Tem-se como poder maior, o Executivo e, nele, a figura do presidente da República. Sem tipificação de crime, apenas o Congresso tem o poder de destitui-lo. Na base do poder do presidente, a maior ou menor popularidade e a avaliação de forças para a eventualidade do impeachment – quem ganha e quem perde com a decisão.

Em torno dessa relação Executivo-Congresso, pululam outras forças: o Judiciário, o Ministério Público Federal e a velha mídia.

Na América Latina pós-redemocratização houve alianças pontuais entre Congresso, mídia e justiça permitindo parcerias fatais. Em torno de bum escândalo real ou amplificado, a mídia comandava uma campanha pesada contra o presidente fornecendo o álibi para que o parlamento articulasse o impeachment.

Nem se pense que esse tipo de manobra tinha como alvo apenas governantes de esquerdas. Presidentes que abriram a economia e promoveram a privatização, como Carlos Andres Perez, da Venezuela, e Fernando Collor, do Brasil, foram alvos da mesma manobra. No início do segundo mandato, o alvo foi FHC, em uma campanha pesada fruto da parceria mídia-ACM (o ex-governador baiano Antônio Carlos Magalhães).

Agora, tem-se a presidente Dilma Rousseff em um dos piores patamares de popularidade da história – superada apenas por FHC pós-desvalorização cambial. Tem-se um Congresso sem freios, comandado por duas das piores expressões políticas do parlamento – Eduardo Cunha e Renan Calheiros. Tem-se uma operação policial, a Lava Jato, sem nenhuma preocupação com os desdobramentos econômicos, paralisando a cadeia do petróleo e gás sob os olhares acomodados da presidente, do seu Ministro da Justiça e do Procurador Geral da República.

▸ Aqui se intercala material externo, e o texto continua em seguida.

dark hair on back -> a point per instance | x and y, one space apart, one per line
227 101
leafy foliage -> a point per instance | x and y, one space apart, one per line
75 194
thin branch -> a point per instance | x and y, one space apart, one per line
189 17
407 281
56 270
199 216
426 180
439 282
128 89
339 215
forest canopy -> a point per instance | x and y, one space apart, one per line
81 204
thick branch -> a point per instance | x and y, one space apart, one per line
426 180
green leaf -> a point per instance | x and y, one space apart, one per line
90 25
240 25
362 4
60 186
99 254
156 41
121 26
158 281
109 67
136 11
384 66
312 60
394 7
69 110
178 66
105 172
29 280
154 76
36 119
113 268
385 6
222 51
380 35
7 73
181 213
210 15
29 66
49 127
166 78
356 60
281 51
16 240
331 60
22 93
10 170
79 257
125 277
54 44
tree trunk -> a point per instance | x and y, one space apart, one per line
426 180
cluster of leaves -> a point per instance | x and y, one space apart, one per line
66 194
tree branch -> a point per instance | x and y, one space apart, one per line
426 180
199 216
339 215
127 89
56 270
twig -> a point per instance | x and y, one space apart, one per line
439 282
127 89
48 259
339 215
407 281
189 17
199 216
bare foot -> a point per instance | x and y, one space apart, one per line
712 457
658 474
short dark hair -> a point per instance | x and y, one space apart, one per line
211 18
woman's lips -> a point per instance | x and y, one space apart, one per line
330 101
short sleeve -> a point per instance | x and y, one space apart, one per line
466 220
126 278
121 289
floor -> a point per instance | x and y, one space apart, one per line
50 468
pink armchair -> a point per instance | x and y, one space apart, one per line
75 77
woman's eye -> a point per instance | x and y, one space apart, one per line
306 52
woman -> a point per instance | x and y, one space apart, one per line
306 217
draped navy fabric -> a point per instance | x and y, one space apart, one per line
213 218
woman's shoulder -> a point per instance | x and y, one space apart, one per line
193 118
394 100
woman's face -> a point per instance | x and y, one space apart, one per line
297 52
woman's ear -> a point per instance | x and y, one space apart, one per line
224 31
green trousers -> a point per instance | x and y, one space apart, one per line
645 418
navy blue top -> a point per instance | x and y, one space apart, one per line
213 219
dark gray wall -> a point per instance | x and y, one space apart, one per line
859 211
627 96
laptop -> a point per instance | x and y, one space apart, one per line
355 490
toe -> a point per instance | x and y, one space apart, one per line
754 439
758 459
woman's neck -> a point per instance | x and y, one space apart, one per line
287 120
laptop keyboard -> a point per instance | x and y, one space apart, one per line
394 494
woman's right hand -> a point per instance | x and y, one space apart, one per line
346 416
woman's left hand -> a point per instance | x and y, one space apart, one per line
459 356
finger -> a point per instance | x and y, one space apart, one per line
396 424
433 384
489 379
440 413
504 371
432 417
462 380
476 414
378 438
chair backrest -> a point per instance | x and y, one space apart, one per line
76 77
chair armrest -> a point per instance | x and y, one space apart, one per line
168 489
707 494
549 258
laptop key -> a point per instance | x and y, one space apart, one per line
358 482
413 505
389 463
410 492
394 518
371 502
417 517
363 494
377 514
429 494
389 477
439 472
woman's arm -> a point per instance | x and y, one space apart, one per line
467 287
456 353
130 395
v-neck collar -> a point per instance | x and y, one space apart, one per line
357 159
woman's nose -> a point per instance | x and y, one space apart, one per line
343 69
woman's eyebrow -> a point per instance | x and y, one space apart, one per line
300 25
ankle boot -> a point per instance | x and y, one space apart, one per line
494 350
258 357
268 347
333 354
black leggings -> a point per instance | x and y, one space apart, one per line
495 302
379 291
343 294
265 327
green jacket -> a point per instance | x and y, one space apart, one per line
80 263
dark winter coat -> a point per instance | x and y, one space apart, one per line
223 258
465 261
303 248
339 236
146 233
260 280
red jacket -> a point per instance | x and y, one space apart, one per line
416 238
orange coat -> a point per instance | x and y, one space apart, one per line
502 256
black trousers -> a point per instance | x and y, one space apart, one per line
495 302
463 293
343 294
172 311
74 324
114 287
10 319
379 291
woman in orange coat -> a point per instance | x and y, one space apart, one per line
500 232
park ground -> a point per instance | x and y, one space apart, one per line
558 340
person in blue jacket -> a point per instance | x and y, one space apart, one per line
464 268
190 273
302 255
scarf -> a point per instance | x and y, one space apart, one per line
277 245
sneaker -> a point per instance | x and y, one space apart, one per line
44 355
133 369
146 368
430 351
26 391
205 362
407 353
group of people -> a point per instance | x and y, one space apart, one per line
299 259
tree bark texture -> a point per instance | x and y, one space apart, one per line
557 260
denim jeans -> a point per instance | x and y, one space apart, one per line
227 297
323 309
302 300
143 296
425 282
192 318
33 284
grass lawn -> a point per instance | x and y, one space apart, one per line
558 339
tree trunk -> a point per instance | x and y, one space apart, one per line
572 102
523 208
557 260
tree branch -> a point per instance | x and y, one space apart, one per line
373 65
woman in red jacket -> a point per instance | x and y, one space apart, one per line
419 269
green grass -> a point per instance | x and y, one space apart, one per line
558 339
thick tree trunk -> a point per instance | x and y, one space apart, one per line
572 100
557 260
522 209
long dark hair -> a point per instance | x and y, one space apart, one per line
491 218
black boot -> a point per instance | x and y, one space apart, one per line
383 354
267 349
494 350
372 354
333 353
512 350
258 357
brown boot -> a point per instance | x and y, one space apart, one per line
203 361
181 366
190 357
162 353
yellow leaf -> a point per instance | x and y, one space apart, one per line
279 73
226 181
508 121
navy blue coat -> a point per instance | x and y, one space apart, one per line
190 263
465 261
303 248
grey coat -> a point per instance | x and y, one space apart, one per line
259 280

Tem-se uma economia afundando sabe-se lá até quando, saindo dos exageros da distribuição generalizada de incentivos para os exageros de um corte fiscal drástico em pleno processo recessivo.
E tem-se um Ministro da Fazenda, Joaquim Levy, incapaz (pelo menos até agora) de apontar a estratégia pós-ajuste fiscal, que pelo menos crie uma expectativa positiva nessa travessia do deserto.
Por todos esses aspectos, só a ideologia mais rastaquera, ou o sensacionalismo mais barato, para supor ser possível empurrar goela abaixo do Congresso o pacote fiscal inteiro, da maneira como saiu do gabinete do Ministro.

Essa estratégia do fim do mundo valia em outros momentos.

Lembro-me na época do lançamento de um dos inúmeros pacotes econômicos do governo Sarney, o então presidente do Senado, José Ignácio, me telefonando para perguntar se era correta a análise de que a não aprovação do pacote jogaria o país em um caos. Cada pacote dava uma sobrevida de alguns meses ao governo, até terminar a agonia do seu mandato.

Esse quadro não existe hoje em dia. Não há coelhos a se tirar da cartola. Há uma economia em crise, mas não caótica; e razões de sobra para supor que a intensidade do ajuste aprofundará ainda mais a recessão deixando o governo em uma situação insustentável.

A desestabilização de Dilma virá não por efeito da inflação – que incomoda, mas está sob controle -, mas de uma eventual explosão do desemprego.

É evidente que Levy é mais do que um mero cabeça de planilha. A suposição de que jogaria a toalha, caso o pacote não fosse adotado na integralidade, é uma desconsideração para com sua inteligência.